Revenues for the quarter totaled 169.8 million EUR and declined by 4.8% compared with same quarter in previous year.
Orders received amounted to 187.8 million compared with 160.8 million in Q1 2014 and 159.1 million in Q2 2013. This represents a strong order intake in Q2.
Marel’s main markets are showing positive developments. With a focused market approach Marel secured well balanced orders in large systems, standard equipment and spares.
During Q2, orders were secured from around the world confirming that Marel is strategically and commercially strong with a good portfolio of unique solutions. Net result for Q2 2014 was 0.8 million EUR.
During the meeting Árni Oddur Thórdarson, CEO of Marel, highlighted the main results of the quarter:
“We are pleased with milestones reached. Our operational performance improved, order intake is strong and we are moving forward with our refocusing plan. What does refocusing mean? It means simply to shift the focus. We are shifting the focus from pure volume growth to a blended approach of value and volume.
“Why are we convinced of that we will improve our profitability and revenue going forward? We took a deep dive on the situation in Marel at the beginning of the year. What are our competitive strengths? Where are the markets heading? What kind of people do we have? Can we meet the future needs of the market?
“The conclusion is that we have the team and we are commercially strong, however we have not captured fully the synergies behind all the companies that have been merged in recent years. It is obvious that we can simplify our company and lower the fixed cost.
“We will simplify our manufacturing footprint taking the first steps now. The basic idea is that Marel’s manufacturing footprint will consist of few strategic multi-industry sites that are able to take on fluctuations in under and over utilization and take on growth”.

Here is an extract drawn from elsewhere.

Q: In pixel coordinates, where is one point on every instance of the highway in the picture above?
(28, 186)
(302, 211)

Erik Kaman, CFO, gave a comprehensive overview of the key financials:
“Business is picking up and results are improving. The highlight of the income statements is that orders received are good and way ahead of comparable quarters. When we compare it with same quarter last year they are up by 18% which is a positive sign for us.
“You also see also that the gross profit margin is 35.5% an improvement of 2 percentage points since same quarter last year because of better execution of projects and better margin. Adjusted EBIT is a little bit lower than last year but is improving between quarters”.